Apollonia flourished under Roman rule and was noted by Cicero in his Philippics as magna urbs et gravis, a great and important city. Its decline began in the 3rd century AD, when an earthquake changed the path of the Vjosa river, causing the harbour to silt up and the inland area to become a malaria-ridden swamp. Christianity was established in the city at an early stage, and bishops from Apollonia were present during the First Council of Ephesus (431) and the Council of Chalcedon (451). However, the city became increasingly uninhabitable as the inland swamp expanded and the nearby settlement of Avlona (modern-day Vlore) became dominant. By the end of antiquity the city was largely depopulated, hosting a small Christian community which built on a hill which probably is part of the site of the old city the 13th century Monastery and Church of Panagia -Shën Mëri in Albanian- (the Saint Mary).It was part of Epirus Nova[6].

The city seems to have sunk with the rise of Vlora.
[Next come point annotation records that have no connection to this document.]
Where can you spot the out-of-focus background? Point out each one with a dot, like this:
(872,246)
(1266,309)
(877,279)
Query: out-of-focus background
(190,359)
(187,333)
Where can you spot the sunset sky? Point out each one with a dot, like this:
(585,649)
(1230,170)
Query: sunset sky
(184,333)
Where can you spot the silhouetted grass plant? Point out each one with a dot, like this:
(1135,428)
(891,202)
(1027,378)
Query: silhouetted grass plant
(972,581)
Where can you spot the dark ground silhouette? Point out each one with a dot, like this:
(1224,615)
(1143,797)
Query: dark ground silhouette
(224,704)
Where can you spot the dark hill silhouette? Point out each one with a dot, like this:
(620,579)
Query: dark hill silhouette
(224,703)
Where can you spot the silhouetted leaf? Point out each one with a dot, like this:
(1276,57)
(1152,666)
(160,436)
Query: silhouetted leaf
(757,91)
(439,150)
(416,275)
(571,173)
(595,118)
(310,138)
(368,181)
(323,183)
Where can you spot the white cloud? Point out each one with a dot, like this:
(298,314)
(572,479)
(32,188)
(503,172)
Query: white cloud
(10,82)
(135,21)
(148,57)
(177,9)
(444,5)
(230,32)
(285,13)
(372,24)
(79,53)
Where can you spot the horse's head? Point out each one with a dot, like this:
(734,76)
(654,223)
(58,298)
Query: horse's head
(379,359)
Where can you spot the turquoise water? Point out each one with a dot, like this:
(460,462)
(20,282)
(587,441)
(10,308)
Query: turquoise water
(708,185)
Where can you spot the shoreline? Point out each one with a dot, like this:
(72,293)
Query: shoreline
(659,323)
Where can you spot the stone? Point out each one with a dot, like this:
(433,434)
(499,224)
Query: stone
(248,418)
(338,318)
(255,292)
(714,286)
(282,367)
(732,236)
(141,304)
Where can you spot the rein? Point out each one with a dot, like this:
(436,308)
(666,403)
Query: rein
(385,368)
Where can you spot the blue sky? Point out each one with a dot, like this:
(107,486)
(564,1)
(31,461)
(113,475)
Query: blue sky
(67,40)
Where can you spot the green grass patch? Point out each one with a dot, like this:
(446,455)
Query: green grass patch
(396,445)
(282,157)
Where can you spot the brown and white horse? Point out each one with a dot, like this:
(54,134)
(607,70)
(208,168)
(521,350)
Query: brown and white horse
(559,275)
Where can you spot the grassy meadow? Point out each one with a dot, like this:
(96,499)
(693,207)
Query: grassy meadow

It was "rediscovered" by European classicists in the 18th century, though it was not until the Austrian occupation of 1916–1918 that the site was investigated by archaeologists. Their work was continued by a French team between 1924–1938. Parts of the site were damaged during the Second World War. After the war, an Albanian team undertook further work from 1948 onwards, although much of the site remains unexcavated to this day. Some of the team's archeological discoveries are on display within the monastery, and other artefacts from Apollonia are in the capital Tirana. Unfortunately, during the anarchy that followed the collapse of the communist regime in 1990, the archeological collection was plundered. The ruins were also frequently dug up by plunderers for relics to be sold to collectors abroad.